Esos días que nada te hace sentir bien, que tu pensamiento está fijo en algo triste que en realidad no te hace bien. Todo te sale muy mal, te la agarras con cualquiera, y lo único que querés es poder acostarte y dormir… bien osucro, tapado, sólo, y sin ruidos.
Pero a pesar de querer domir sin siquiera haber comido, a pesar de estar cansado de un largo día de trabajo, no concebis el sueño, no te podes domir y todo es peor. Piensas covenzido que la vida se la ha empeñado contra tí.
Ahora estás es la intimidad, sólo y tapado. No dejás de pensar y no aguantas el llanto… la bronca. El dolor es mucho y muy profundo.
Tu cuerpo y sábanas se inundan de tristeza. Sabés que toda crisis se supera, pero estás viviendo el peor momento de tu vida, y sabes que por más que el tiempo pase y pase, ya nada volverá a ser igual.
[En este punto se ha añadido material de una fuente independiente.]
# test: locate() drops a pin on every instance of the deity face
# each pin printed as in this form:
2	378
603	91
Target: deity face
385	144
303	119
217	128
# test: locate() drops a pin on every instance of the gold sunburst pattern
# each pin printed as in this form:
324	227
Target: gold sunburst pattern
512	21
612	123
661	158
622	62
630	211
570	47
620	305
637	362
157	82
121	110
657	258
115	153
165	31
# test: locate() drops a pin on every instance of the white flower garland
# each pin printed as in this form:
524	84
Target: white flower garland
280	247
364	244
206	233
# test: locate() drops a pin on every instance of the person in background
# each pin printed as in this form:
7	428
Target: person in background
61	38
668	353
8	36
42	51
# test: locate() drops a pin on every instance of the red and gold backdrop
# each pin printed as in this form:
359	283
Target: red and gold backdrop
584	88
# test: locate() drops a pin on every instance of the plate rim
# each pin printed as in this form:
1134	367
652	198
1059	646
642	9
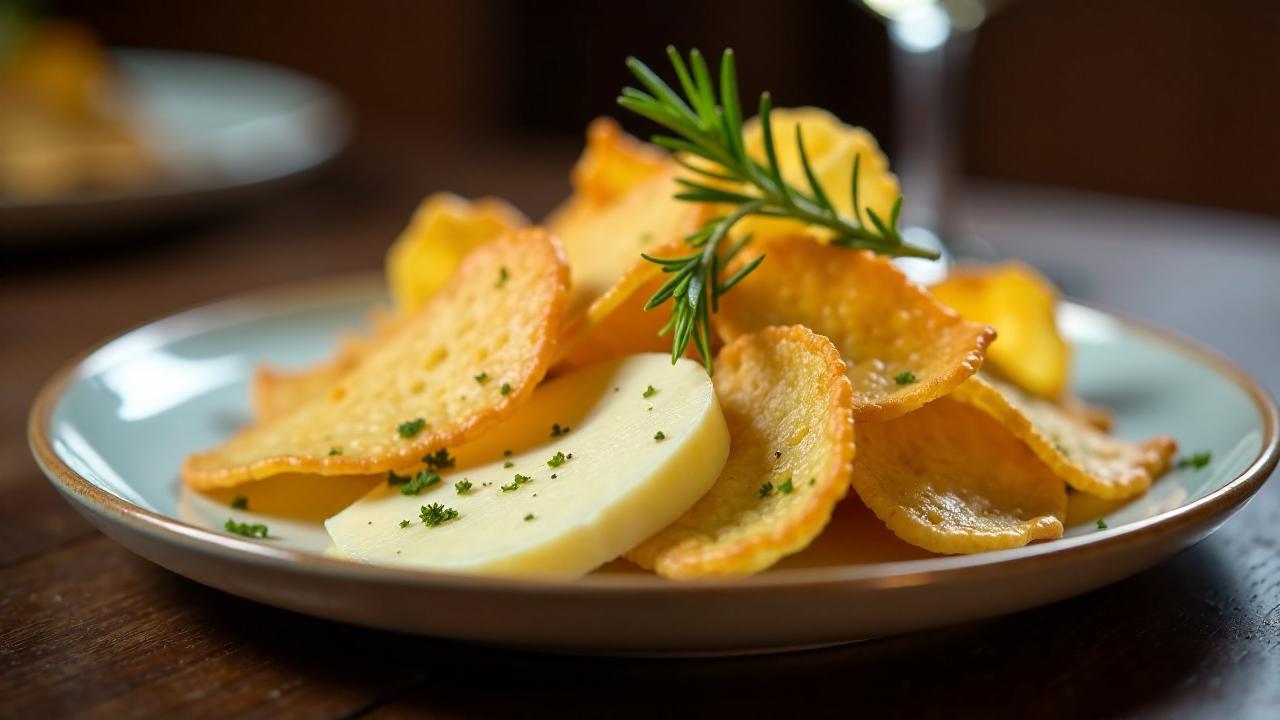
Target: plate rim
936	570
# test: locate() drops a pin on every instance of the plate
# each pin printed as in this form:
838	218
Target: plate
225	131
112	428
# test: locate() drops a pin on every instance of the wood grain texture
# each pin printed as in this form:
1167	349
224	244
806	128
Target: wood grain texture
86	629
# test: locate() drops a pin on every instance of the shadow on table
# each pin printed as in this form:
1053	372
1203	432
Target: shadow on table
1118	651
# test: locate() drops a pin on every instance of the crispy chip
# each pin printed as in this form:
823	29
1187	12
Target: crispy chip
1087	459
950	478
278	392
901	346
443	229
1022	305
419	391
831	146
786	400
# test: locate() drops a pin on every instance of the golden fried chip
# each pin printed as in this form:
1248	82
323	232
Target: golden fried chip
460	365
1088	460
831	146
443	229
786	400
903	347
1022	305
278	391
951	478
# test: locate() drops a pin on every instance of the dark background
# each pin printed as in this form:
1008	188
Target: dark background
1165	99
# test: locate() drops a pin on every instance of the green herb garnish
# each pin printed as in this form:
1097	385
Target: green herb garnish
411	428
439	460
421	481
437	514
516	482
707	126
247	529
1197	460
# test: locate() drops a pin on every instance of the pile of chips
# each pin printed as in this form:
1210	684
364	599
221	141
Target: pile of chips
833	369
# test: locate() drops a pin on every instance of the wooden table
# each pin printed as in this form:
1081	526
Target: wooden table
88	629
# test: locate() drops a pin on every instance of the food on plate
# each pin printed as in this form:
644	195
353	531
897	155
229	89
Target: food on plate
65	124
529	410
787	405
903	347
643	440
466	360
1086	458
951	478
1020	304
442	232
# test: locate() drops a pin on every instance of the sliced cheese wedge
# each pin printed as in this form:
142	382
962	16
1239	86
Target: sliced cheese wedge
641	441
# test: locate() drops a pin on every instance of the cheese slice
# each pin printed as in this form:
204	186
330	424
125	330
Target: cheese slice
634	460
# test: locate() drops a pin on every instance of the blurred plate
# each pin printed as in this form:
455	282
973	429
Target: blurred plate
113	428
225	130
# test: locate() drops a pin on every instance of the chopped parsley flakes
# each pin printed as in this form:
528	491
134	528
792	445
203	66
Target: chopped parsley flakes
411	428
1197	460
247	529
516	482
437	514
439	460
421	481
Lentamente el suño se apodera de tí. Los sueños son poco alentadores, no te dan ganas de continuar. El odio y el rechazo contra la vida es enorme. Pero ya es otro día… te despiertas con la cara pegoteada de lágrimas secas, es tu peor imágen, la que no quiers que nadie nunca conozca… La peor de las rutinas se repite nuevamente… es otro día y todo sigue igual… Te preguntas hasta cuando vas a tener que vivir esta tortura.